Reputation: 196
Working through Programming Collective Intelligence by Toby Segaran, this part of code confused me slightly. Written in python2, the sqlite select statements return an iterator which he then retrieves in a for loop into (urlid,) and later (linker,) I don't understand why he uses this syntax, is that a tuple? And what is the purpose?

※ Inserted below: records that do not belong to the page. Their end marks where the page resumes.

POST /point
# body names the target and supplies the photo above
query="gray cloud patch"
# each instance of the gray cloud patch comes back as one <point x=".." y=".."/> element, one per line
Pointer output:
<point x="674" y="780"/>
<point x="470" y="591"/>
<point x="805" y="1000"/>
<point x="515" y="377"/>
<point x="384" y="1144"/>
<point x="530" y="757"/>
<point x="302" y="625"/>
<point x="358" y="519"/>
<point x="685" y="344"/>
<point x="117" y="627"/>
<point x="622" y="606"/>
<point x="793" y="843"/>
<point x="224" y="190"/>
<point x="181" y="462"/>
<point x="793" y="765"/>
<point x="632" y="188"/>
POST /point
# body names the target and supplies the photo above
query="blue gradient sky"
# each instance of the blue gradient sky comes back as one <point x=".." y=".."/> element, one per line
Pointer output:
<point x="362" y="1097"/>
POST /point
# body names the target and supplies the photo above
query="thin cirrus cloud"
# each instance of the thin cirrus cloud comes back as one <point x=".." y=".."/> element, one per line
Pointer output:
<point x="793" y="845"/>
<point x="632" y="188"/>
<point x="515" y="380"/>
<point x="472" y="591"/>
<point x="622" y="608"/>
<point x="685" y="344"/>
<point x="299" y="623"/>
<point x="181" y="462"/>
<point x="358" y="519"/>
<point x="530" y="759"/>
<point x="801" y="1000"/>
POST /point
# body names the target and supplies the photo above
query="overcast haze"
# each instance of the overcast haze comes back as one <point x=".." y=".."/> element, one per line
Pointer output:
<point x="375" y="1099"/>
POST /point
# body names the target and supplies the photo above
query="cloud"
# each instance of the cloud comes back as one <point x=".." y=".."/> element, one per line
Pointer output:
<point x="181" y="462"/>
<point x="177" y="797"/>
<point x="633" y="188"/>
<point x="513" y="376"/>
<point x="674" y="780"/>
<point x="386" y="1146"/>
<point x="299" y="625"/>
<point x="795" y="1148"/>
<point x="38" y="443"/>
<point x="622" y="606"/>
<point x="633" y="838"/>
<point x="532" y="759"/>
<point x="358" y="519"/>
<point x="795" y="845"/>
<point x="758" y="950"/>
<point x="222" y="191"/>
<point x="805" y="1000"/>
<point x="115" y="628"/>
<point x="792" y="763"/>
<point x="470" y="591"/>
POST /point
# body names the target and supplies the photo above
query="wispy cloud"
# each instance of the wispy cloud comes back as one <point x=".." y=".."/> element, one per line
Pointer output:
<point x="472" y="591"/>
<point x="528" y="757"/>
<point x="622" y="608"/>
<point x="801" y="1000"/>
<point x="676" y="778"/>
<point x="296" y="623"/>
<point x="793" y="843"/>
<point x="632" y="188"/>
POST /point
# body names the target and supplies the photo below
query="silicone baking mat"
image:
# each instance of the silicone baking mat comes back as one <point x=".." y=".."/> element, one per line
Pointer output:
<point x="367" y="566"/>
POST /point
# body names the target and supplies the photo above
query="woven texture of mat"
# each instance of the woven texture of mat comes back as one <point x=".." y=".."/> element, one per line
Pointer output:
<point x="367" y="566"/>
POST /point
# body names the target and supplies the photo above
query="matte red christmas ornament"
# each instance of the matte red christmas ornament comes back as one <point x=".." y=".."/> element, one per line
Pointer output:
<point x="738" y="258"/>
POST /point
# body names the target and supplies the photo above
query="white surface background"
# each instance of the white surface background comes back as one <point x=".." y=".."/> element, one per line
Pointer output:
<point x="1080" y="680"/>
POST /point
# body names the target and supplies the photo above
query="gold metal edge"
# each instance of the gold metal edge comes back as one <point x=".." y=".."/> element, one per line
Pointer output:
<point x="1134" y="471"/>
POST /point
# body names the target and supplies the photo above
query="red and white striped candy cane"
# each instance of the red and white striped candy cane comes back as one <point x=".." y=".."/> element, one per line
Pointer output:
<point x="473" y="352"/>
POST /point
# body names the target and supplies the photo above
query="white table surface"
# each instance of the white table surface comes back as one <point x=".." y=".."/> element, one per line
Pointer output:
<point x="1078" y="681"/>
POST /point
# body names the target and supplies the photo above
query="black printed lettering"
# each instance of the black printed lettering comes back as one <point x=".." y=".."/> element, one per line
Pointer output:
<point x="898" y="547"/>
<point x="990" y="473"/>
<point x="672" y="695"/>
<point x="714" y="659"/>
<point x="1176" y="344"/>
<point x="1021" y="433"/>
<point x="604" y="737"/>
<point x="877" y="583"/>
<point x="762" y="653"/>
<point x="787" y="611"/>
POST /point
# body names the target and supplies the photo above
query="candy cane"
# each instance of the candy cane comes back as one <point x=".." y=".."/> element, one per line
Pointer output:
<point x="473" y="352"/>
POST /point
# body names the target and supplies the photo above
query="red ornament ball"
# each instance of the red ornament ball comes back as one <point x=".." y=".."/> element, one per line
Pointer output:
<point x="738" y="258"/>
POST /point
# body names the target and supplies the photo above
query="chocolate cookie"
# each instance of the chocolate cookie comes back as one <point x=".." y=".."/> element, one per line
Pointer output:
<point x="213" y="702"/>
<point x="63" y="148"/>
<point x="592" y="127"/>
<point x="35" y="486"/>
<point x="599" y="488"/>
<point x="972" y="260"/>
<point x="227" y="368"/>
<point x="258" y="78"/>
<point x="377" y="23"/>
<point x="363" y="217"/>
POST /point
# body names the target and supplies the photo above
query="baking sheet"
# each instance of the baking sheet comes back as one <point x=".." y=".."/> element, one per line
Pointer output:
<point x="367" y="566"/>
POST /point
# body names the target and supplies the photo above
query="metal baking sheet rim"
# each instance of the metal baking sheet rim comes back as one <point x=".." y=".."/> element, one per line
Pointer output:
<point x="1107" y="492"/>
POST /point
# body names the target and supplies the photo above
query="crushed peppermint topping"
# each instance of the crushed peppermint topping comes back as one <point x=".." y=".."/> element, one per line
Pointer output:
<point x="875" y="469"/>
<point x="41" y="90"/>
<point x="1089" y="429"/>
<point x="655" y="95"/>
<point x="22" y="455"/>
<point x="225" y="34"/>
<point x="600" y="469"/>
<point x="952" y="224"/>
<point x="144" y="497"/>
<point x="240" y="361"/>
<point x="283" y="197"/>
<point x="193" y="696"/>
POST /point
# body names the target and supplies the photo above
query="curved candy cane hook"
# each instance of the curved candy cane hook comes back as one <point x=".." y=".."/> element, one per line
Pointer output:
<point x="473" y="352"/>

Many thanks.
for i in range(iterations):
print "Iteration %d" % (i)
for (urlid,) in self.con.execute('select rowid from urllist'):
pr=0.15
# Loop through all the pages that link to this one
for (linker,) in self.con.execute(
'select distinct fromid from link where toid=%d' % urlid):
# Get the PageRank of the linker
linkingpr=self.con.execute(
'select score from pagerank where urlid=%d' % linker).fetchone( )[0]
Upvotes: 2
Views: 108
Reputation: 140168
self.con.execute('select rowid from urllist')
returns a list (or tuple) of 1 element at each iteration.
This syntax:
for (urlid,) in self.con.execute('select rowid from urllist'):
is a quick way to unpack the scalar value urlid
from an incoming tuple/list containing one element.
The extra comma at the end is used to differentiate the tuple syntax from a simple parentheses used to protect from operator precedence.
Without that syntax, we would have to do:
for urlid_list in self.con.execute('select rowid from urllist'):
urlid = urlid_list[0]
Unpacking in a list
would also work, no need for comma in that case:
for [urlid] in self.con.execute('select rowid from urllist'):
Upvotes: 2
Reputation: 16987
It seems that self.con.execute
returns an iterable of tuples with one element. The for loop in the example goes through each tuple and unpacks the single element tuple into one variable.
Try replacing for (urlid,) in self.con.execute
with for urlid in self.con.execute
and print (type (urlid))
in the next line. This should give tuple
, where as the original will print the type of the element inside it.
You can also try this to help show what is going on:
letters = [('a',), ('b',), ('c',)]
for (letter,) in letters:
print(letter)
for letter_tuple in letters:
print(letter_tuple)
Upvotes: 0
Reputation: 599550
This is very unusual syntax, but it is valid.
The thing to understand is that the SQL execute statement will always return a tuple per row, even if - as here - there is only one column in that result. So the result looks something like this:
[(1,), (2,), (3,), (4,)]
which is a list of single-item tuples.
What the code is doing is unpacking each tuple so that urlid
and linker
both refer to the single element within each tuple.